Obviously, if you notice your cat having difficulty urinating, this could be pointing to possible UTI or otherwise reduced overall cat urinary tract health. Most cats urinate in the night when they are at their most active. When dogs show signs of UTI, they usually over-urinate; cats are often the opposite in that they do not urinate enough. (However, over-urination is not a good sign either). Cats are more subtle creatures so you might have to take a closer look to notice excessive grooming of the genitalia, blood in urine and the cat's sudden tendency to urinate outside of the litter box.

While howling in pain is obviously a symptom of something wrong, remember that cats have a high pain tolerance and will not necessary cease all friendly behavior. A cat in pain may still eat, purr and snuggle just to get attention. Therefore, you have to take note of other symptoms even if the cat is not screeching in pain. Most cat owners have an elevated sense when it comes to detecting abnormal kitty behavior. Going with your instinct may be the best option, since no cat has ever been hurt by taking one extra trip to the vet for a consultation.

When urinary tract infection in cats is present, cats will tend to avoid urinating in the litter box. Why? Because as the cat experiences pain during urination, it is associating the experience specifically with the litter box. Hence, in the little kitty's mind, if it goes outside the little box, such as in a smooth bathtub or tile floor, then perhaps the pain will be lessened.

Treatment and Preventive Measures

When urinary tract infection in cats is apparent, then you must take your cat to the vet to get a professional diagnosis. Remember that if these symptoms are present in your cat, then it may actually have more conditions than just UTI alone.
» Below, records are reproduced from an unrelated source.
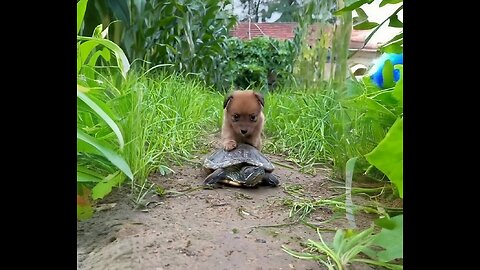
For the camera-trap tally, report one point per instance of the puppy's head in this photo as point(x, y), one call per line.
point(243, 110)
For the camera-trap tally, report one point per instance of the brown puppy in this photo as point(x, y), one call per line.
point(243, 119)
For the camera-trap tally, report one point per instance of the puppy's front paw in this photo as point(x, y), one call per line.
point(229, 145)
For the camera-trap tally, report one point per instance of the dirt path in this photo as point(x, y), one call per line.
point(223, 228)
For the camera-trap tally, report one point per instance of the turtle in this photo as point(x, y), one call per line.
point(244, 166)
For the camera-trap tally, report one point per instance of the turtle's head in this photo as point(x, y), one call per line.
point(253, 175)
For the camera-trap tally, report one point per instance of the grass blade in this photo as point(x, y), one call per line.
point(348, 191)
point(107, 151)
point(122, 60)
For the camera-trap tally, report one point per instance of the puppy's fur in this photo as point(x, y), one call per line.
point(243, 119)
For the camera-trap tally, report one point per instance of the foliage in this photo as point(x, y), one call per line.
point(388, 155)
point(190, 35)
point(262, 62)
point(322, 60)
point(100, 141)
point(348, 246)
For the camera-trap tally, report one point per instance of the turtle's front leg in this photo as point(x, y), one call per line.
point(270, 179)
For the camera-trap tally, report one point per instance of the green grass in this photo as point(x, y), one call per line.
point(165, 117)
point(326, 126)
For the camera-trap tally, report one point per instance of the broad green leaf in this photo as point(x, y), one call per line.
point(361, 13)
point(81, 7)
point(391, 239)
point(96, 106)
point(106, 151)
point(385, 2)
point(388, 155)
point(85, 49)
point(395, 22)
point(122, 60)
point(387, 74)
point(84, 147)
point(105, 186)
point(87, 175)
point(351, 5)
point(398, 90)
point(366, 25)
point(97, 32)
point(84, 177)
point(395, 45)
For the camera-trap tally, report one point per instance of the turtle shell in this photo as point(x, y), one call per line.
point(244, 153)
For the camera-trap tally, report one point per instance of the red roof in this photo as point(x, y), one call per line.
point(282, 31)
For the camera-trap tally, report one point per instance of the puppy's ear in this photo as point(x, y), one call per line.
point(260, 98)
point(227, 101)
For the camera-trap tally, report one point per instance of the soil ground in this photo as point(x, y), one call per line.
point(222, 228)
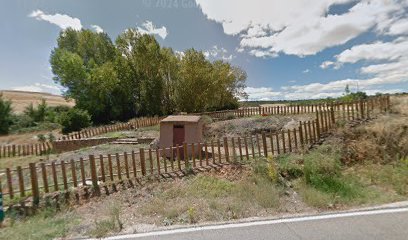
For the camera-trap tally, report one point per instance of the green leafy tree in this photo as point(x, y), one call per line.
point(5, 115)
point(135, 76)
point(74, 120)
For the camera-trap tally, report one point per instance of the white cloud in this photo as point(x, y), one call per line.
point(41, 87)
point(326, 64)
point(375, 51)
point(61, 20)
point(149, 28)
point(179, 54)
point(296, 27)
point(262, 53)
point(262, 93)
point(97, 28)
point(218, 53)
point(397, 27)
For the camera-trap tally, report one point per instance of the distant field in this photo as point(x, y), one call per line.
point(22, 99)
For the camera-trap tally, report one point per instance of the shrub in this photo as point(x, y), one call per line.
point(5, 115)
point(74, 120)
point(230, 116)
point(322, 171)
point(290, 166)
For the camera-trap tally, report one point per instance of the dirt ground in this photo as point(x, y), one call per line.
point(20, 99)
point(141, 211)
point(26, 138)
point(242, 126)
point(149, 132)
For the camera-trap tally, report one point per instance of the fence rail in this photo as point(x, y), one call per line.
point(38, 149)
point(41, 178)
point(348, 109)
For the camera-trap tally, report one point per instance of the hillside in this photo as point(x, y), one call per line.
point(22, 99)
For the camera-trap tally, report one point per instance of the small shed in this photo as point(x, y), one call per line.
point(179, 129)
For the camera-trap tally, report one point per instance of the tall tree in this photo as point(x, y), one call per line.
point(5, 115)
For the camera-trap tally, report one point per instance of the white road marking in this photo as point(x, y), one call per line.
point(260, 223)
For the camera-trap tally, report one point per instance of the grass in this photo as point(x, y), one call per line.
point(323, 181)
point(111, 223)
point(114, 135)
point(210, 197)
point(46, 224)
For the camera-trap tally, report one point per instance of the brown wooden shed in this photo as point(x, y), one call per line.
point(177, 129)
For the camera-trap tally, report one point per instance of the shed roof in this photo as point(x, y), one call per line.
point(182, 118)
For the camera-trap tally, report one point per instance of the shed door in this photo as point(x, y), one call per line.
point(178, 134)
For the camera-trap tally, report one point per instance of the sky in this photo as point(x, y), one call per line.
point(295, 49)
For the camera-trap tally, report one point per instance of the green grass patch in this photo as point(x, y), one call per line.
point(46, 224)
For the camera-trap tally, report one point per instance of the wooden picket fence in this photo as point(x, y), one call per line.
point(42, 178)
point(38, 149)
point(296, 109)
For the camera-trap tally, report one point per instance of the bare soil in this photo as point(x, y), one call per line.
point(243, 126)
point(20, 99)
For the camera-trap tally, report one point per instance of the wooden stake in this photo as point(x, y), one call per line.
point(34, 184)
point(64, 175)
point(118, 165)
point(54, 176)
point(110, 167)
point(73, 172)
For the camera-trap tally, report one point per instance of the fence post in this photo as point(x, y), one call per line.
point(317, 125)
point(332, 116)
point(9, 183)
point(185, 155)
point(21, 181)
point(265, 147)
point(34, 185)
point(94, 175)
point(142, 161)
point(226, 149)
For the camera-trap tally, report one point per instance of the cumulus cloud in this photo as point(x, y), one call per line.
point(262, 93)
point(97, 28)
point(40, 87)
point(218, 53)
point(149, 28)
point(61, 20)
point(296, 27)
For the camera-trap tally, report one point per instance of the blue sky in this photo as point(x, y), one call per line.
point(289, 49)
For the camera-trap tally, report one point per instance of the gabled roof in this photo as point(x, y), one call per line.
point(182, 118)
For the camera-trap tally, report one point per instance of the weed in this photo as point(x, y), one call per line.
point(46, 224)
point(111, 224)
point(209, 187)
point(192, 215)
point(230, 116)
point(290, 166)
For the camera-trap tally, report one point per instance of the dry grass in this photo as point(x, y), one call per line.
point(242, 126)
point(20, 99)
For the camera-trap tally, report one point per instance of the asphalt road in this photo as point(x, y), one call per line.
point(388, 224)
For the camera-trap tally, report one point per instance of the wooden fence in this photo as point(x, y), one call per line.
point(41, 178)
point(348, 108)
point(295, 109)
point(38, 149)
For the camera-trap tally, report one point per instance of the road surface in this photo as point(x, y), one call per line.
point(388, 224)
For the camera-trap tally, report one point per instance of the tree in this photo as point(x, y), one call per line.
point(135, 76)
point(83, 63)
point(5, 115)
point(194, 84)
point(74, 120)
point(347, 90)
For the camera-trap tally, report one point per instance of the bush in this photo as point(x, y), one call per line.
point(5, 115)
point(322, 171)
point(74, 120)
point(230, 116)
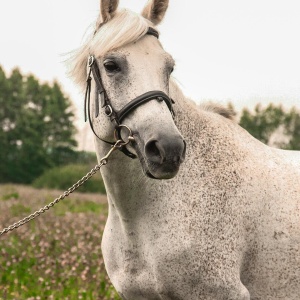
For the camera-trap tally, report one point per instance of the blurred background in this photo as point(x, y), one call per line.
point(243, 54)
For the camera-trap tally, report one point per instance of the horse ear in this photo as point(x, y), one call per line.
point(155, 10)
point(107, 10)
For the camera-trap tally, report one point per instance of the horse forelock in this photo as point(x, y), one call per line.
point(124, 28)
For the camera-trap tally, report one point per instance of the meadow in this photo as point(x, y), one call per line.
point(57, 255)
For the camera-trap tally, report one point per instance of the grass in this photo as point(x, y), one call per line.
point(57, 255)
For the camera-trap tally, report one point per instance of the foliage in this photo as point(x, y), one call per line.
point(36, 127)
point(263, 123)
point(58, 255)
point(64, 177)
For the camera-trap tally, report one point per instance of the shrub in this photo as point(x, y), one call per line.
point(64, 177)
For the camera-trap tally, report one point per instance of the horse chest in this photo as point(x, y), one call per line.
point(141, 269)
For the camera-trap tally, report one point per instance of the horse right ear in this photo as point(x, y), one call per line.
point(155, 10)
point(107, 10)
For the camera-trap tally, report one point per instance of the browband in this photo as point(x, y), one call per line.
point(114, 115)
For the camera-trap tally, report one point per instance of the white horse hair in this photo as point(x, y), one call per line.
point(226, 223)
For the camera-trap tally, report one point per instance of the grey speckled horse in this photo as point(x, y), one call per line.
point(205, 211)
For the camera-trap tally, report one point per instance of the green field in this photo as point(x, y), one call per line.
point(57, 255)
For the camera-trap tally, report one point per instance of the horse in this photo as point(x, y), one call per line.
point(198, 208)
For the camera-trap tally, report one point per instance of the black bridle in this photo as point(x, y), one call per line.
point(117, 116)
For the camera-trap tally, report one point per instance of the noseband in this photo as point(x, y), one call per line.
point(117, 116)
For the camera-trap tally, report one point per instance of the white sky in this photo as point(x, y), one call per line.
point(242, 51)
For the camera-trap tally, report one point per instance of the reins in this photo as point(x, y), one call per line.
point(102, 100)
point(115, 116)
point(103, 161)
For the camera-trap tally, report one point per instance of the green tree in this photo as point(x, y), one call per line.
point(264, 122)
point(36, 127)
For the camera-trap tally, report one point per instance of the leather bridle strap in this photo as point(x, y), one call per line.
point(129, 107)
point(114, 115)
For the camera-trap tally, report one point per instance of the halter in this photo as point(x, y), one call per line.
point(117, 116)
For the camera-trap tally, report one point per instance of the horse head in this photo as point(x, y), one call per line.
point(131, 71)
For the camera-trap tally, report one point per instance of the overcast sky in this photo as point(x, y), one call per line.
point(242, 51)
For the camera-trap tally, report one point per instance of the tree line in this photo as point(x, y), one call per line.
point(37, 129)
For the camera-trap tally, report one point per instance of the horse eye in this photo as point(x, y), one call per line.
point(111, 66)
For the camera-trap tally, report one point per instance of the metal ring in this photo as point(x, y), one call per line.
point(108, 110)
point(91, 60)
point(117, 134)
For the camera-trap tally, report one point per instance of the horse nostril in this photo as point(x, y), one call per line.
point(155, 152)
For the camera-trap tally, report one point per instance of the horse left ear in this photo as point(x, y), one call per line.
point(155, 10)
point(107, 10)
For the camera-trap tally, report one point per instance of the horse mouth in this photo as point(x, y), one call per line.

Don't conclude that just because you think it may be urinary tract infection that you can give the animal human dosage without a doctor's advice. It could bring about some harmful side effects.

What treatment is appropriate for urinary tract infection in cats? Homeopathic bladder infection treatment supplements may be helpful, as well antibiotic or anti-microbial medication. Homeopathic or holistic treatment may be advisable if the cat is sensitive to stronger medications. After administering immediate treatment, it will be important to increase the cat's water intake and increase the quality of its diet. Cheap cat food is out and so are dirty or chemical-infested water resources. Cats do not drink as much as dogs or other domestic animals so it's wise to think creatively when it comes to increasing your cat's liquid intake.